Perform the same test actions as in the standalone test (activation, scale-out, scale-in).
- The scripts used to add rows in the table use the admin credentials, but the ScaledObject uses the UAMI identity.
Drop the (remote) PostgreSQL table and destroy the local PostgreSQL server.

I did that because the test needs to run psql commands, and this can be done from a Postgres server's pod.
So, no data manipulation actions will happen on the local PostgreSQL server, but it will be the candidate resource that will see its number of replicas being scaled in and out.

Please let me know if that makes sense!

Remark:

Unfortunately, I was not yet able to run this e2e test locally because I don't really know how to do it (and I did not search a lot to be honest). But I will try to find the time for this soon!
Is there a doc describing how to run a single e2e test, by any chance?
- What I don't really understand is that the test needs a "custom" container image (at least in this case) and I didn't find where the build (and eventually the push) of the image is done.
- If no doc, then I can also try to write a little one explaining how to do it, and it could also include what I did for creating the Azure resources via IaC from this PR.

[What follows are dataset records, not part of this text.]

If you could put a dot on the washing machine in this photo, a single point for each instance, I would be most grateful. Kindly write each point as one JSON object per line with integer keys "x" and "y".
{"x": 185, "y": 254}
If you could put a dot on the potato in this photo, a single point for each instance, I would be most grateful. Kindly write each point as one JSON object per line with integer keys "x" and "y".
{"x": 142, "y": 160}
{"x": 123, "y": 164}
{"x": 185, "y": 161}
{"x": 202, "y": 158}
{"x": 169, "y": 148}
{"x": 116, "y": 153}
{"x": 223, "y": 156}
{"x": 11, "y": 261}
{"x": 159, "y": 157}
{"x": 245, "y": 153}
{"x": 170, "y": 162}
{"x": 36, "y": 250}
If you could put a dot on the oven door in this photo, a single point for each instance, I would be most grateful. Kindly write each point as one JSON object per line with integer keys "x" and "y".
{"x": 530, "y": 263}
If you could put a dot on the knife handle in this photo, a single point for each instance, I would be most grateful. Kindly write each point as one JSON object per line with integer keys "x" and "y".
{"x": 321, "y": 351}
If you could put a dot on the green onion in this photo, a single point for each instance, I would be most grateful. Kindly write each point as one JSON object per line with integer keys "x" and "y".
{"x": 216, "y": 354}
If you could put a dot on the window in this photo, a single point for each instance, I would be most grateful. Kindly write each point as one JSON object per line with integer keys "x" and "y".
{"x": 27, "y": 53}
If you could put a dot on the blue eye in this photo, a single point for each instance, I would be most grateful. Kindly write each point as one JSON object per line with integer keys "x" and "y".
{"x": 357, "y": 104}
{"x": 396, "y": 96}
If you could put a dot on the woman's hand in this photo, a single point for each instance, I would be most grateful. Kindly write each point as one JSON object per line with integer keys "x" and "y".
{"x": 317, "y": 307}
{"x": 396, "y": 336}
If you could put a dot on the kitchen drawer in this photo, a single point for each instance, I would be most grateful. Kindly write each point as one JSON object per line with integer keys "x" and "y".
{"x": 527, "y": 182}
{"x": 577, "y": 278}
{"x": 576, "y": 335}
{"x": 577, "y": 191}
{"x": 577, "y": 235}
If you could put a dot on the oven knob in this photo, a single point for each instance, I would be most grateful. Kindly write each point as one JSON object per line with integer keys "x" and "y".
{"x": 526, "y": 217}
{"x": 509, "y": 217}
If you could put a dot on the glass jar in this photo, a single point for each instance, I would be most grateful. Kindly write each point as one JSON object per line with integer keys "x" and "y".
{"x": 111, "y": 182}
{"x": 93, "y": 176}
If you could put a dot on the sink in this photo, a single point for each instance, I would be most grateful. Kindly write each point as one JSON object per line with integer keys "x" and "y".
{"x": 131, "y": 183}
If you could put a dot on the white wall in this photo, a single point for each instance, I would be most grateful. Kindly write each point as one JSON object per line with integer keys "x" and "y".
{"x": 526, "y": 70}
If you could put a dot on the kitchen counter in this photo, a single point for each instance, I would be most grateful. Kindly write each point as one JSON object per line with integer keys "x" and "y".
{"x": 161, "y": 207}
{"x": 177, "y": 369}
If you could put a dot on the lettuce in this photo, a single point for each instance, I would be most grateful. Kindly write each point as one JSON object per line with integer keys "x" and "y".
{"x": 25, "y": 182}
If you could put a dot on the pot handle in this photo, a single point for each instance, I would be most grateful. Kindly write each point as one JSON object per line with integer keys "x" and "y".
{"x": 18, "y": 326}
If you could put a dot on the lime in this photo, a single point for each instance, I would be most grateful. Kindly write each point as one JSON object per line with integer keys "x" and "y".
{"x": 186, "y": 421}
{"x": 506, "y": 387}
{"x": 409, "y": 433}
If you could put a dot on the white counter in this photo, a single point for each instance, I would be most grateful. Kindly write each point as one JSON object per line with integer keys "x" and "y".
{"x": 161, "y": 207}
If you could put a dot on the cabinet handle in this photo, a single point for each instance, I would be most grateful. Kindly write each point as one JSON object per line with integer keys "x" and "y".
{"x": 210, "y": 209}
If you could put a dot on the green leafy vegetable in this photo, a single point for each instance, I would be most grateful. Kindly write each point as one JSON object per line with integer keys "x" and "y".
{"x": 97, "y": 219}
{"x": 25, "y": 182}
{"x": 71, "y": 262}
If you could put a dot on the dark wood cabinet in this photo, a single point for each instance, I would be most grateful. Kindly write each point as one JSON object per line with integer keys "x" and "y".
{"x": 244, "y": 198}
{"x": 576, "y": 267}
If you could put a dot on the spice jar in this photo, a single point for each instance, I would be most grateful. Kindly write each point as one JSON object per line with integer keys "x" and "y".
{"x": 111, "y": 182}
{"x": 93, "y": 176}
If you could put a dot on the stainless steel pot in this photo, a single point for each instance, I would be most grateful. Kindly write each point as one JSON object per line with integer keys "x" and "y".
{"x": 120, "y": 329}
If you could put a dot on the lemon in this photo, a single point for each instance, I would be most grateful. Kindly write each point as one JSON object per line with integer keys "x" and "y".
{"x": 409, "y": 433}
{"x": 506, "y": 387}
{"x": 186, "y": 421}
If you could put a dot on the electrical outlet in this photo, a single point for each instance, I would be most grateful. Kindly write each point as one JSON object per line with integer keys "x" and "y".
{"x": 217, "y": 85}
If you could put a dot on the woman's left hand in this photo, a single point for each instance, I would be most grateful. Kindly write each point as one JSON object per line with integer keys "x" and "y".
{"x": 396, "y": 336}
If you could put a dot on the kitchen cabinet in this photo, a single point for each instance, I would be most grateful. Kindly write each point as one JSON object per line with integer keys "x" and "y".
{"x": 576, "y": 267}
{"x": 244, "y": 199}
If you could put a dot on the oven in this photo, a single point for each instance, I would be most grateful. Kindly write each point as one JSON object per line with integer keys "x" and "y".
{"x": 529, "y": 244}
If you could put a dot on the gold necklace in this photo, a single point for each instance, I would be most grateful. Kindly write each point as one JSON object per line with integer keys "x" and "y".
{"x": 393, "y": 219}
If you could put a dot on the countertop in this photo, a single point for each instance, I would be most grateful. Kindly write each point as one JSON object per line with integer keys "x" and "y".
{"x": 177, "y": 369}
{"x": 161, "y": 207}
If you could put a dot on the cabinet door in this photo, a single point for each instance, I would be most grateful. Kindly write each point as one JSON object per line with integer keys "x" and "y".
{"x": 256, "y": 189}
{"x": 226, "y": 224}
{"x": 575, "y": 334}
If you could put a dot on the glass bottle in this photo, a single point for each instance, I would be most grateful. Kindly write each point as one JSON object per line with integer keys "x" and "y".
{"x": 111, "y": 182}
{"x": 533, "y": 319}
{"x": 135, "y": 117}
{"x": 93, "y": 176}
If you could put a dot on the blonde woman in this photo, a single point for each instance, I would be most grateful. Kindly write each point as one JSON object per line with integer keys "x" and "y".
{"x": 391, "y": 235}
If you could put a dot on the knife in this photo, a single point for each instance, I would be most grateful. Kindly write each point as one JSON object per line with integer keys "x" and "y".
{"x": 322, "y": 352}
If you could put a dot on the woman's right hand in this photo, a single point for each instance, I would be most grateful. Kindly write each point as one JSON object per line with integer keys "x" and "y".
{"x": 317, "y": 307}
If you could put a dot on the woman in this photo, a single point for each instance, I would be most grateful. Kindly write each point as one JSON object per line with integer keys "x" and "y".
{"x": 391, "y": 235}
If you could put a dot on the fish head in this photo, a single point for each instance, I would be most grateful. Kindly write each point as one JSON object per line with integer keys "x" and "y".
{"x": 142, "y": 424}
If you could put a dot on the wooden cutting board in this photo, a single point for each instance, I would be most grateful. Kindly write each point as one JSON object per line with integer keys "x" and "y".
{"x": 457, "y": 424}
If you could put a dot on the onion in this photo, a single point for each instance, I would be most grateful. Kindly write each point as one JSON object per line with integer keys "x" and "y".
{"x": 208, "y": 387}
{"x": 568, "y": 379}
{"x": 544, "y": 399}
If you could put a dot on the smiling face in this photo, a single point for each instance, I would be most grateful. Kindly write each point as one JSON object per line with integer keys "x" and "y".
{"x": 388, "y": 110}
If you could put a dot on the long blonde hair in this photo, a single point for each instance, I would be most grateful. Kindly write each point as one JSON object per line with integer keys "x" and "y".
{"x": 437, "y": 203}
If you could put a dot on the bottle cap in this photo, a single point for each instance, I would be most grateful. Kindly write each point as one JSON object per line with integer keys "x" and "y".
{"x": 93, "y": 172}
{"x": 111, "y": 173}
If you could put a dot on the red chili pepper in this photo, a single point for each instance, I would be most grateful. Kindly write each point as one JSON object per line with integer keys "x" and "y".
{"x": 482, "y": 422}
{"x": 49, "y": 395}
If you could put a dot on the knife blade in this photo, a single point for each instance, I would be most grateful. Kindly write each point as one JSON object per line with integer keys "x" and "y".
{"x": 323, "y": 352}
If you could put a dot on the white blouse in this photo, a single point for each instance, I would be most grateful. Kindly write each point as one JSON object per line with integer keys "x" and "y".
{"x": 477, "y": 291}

zroubalik · 2024-06-05T11:03:02Z

/run-e2e azure_postgresql
Update: You can check the progress here

zroubalik · 2024-06-05T11:05:26Z

Unfortunately, I was not yet able to run this e2e test locally because I don't really know how to do it (and I did not search a lot to be honest). But I will try to find the time for this soon!

Is there a doc describing how to run a single e2e test, by any chance?

https://github.com/kedacore/keda/blob/main/tests/README.md#specific-test

What I don't really understand is that the test needs a "custom" container image (at least in this case) and I didn't find where the build (and eventually the push) of the image is done.

If no doc, then I can also try to write a little one explaining how to do it, and it could also include what I did for creating the Azure resources via IaC from this PR.

Custom images are needed when the e2e tests uses some custom applications or something that we need to build, in this case we want to have the source code in our repo:

https://github.com/kedacore/test-tools/tree/main/e2e

Ferdinanddb · 2024-06-05T11:06:33Z

@zroubalik thank you, that is good to know! The e2e test might not work because this PR has not been merged yet.

Signed-off-by: Ferdinand de Baecque <[email protected]>

Ferdinanddb · 2024-06-08T22:12:21Z

I was able to run the e2e test locally after creating the Terraform resources and setting up KEDA with workload identity with my own image (thanks to the doc links inside @zroubalik 's message) !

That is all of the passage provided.